On August 14, 2017, Hanson, a DNR regional director, attended a work-related conference, staying at a hotel on an Indian Reservation in her region. At times during the day, she heard a crying baby in a neighboring hotel room and became concerned. Hanson reported her concern to the hotel. Shortly after, she talked to two men in the hallway who she believed were “johns or pimps.”
Hotel security arrived, calling 911 to report Hanson’s concerns. As an officer from the Bureau of Indian Affairs (“BIA”) was dispatched to the hotel, hotel security entered the neighboring room and talked to its occupants—a woman, three children, and a teething infant. Hotel security confirmed the room occupants were safe and secure.
Hanson insisted on talking with law enforcement and called 911 herself. She identified herself as a “state official,” asked for “safe escort,” and stated she was “barricaded” inside because she “stumbled upon” a prostitution ring. She demanded state law enforcement, not BIA, respond to the hotel to provide her a “safe exit.”
Thereafter, hotel management asked Hanson to leave. She became angry, refused to leave, and asked for a DNR conservation officer to respond to the hotel.
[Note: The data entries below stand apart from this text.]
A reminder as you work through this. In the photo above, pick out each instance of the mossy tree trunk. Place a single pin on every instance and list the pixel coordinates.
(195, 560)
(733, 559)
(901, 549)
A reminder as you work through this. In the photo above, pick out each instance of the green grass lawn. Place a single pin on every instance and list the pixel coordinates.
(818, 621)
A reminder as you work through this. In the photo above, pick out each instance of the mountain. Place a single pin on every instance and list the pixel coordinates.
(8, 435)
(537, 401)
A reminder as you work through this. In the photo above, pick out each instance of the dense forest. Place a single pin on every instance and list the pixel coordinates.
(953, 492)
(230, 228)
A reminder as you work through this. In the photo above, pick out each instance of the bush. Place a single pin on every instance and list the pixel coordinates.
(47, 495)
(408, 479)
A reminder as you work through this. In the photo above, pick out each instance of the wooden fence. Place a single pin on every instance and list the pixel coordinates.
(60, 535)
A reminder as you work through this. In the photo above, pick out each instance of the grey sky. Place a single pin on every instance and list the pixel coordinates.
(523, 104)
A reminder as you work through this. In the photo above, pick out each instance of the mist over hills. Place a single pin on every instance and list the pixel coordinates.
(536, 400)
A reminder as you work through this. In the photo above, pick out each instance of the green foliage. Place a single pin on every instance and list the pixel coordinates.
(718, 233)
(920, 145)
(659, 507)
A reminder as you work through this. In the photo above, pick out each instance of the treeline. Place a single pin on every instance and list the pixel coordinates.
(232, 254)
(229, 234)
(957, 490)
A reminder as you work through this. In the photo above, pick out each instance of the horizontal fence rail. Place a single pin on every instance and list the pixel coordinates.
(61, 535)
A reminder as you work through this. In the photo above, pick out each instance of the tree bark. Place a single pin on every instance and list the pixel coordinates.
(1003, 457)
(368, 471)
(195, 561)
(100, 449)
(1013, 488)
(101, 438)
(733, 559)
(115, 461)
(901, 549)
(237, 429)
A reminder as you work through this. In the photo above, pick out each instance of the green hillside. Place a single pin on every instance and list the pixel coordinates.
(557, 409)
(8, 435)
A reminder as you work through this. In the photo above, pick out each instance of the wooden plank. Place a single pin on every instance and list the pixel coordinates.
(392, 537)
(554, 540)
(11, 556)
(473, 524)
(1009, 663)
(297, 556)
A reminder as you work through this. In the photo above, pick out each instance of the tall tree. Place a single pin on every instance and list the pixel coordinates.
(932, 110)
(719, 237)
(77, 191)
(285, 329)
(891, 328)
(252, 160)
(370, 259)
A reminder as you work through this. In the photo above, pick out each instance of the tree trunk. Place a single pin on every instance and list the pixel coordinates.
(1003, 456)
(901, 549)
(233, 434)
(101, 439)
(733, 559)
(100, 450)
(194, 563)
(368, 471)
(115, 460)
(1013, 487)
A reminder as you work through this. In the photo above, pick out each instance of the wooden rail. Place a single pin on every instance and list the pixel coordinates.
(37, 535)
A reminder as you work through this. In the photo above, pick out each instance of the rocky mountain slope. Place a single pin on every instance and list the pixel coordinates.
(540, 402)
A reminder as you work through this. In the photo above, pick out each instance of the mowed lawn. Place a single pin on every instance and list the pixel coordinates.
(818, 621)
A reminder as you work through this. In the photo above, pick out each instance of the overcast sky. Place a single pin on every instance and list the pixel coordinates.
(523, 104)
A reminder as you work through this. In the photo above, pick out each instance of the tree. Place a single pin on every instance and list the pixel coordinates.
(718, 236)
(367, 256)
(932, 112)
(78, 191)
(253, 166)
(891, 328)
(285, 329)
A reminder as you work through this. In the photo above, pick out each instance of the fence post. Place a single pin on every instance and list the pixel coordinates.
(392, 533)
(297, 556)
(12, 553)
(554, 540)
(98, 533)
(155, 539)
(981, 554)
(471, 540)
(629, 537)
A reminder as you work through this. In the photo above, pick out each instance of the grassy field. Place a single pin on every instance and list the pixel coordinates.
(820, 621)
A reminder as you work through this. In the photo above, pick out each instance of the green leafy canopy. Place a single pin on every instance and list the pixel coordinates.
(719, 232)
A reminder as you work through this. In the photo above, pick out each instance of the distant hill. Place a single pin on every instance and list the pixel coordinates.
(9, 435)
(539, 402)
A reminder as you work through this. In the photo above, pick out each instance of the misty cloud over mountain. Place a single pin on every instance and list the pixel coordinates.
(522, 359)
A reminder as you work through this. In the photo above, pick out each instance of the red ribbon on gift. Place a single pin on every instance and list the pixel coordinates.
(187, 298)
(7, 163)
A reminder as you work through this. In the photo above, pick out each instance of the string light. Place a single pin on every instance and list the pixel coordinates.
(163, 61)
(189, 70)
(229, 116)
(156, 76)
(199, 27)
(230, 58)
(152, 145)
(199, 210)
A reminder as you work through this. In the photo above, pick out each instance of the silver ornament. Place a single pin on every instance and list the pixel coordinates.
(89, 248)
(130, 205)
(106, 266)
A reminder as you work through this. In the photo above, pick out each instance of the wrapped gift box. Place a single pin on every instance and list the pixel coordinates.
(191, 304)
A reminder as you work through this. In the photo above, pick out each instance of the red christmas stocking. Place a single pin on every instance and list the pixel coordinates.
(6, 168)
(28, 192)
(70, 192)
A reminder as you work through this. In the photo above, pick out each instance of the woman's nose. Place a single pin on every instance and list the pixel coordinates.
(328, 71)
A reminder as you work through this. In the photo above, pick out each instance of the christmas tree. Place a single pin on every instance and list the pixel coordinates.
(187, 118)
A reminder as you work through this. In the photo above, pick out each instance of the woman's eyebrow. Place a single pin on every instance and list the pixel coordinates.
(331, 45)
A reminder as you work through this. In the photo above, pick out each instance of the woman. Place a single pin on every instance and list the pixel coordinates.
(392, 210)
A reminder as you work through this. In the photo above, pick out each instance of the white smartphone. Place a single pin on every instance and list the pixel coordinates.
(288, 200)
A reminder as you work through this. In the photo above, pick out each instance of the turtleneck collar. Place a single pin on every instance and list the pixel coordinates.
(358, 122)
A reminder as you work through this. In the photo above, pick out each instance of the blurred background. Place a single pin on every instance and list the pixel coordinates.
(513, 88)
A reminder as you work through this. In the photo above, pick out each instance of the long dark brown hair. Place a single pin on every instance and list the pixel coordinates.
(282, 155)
She then called a high-ranking DNR official and reported she suspected child neglect and a prostitution ring were occurring at the hotel. The DNR official sent over a conservation officer. With the assistance of state law enforcement, Hanson left the hotel.
On September 25, 2017, following paid investigatory leave, the DNR terminated Hanson for her conduct during her report of suspected illegal activity, not because of her report. She sued alleging a MWA violation.
The Minnesota Court of Appeals upheld the trial court’s summary judgment in favor of the DNR. The Minnesota Supreme Court, utilizing McDonnell Douglas, held Hanson did not provide evidence that her report of suspected child neglect and a prostitution ring motivated the termination decision. The Court held the record demonstrated the DNR terminated Hanson because of her conduct during her report, not her report itself. The Court reasoned her conduct constituted an intervening event that severed any reasonable inference of a temporal connection between the alleged protected activity and termination.
Having a potentially broader impact, the Court declined to address whether Minnesota should abandon the McDonnell Douglas framework in MWA cases. As part of her appeal, Hanson asked the Court to replace McDonnell Douglas with a standard derived from model jury instructions “that focuses on whether the whistleblowing activity ‘was a motivating factor’ or ‘played a part’ in the adverse employment action.” The Court declined, holding the outcome was the same under either standard.
In a first of its kind, a concurring opinion held Minnesota should replace McDonnell Douglas in MWA cases with the Rule 56 standard. The concurring opinion reasoned McDonnell Douglas should be abandoned because it is cumbersome and obsolete, and the Court never previously analyzed whether it was the proper test in MWA cases.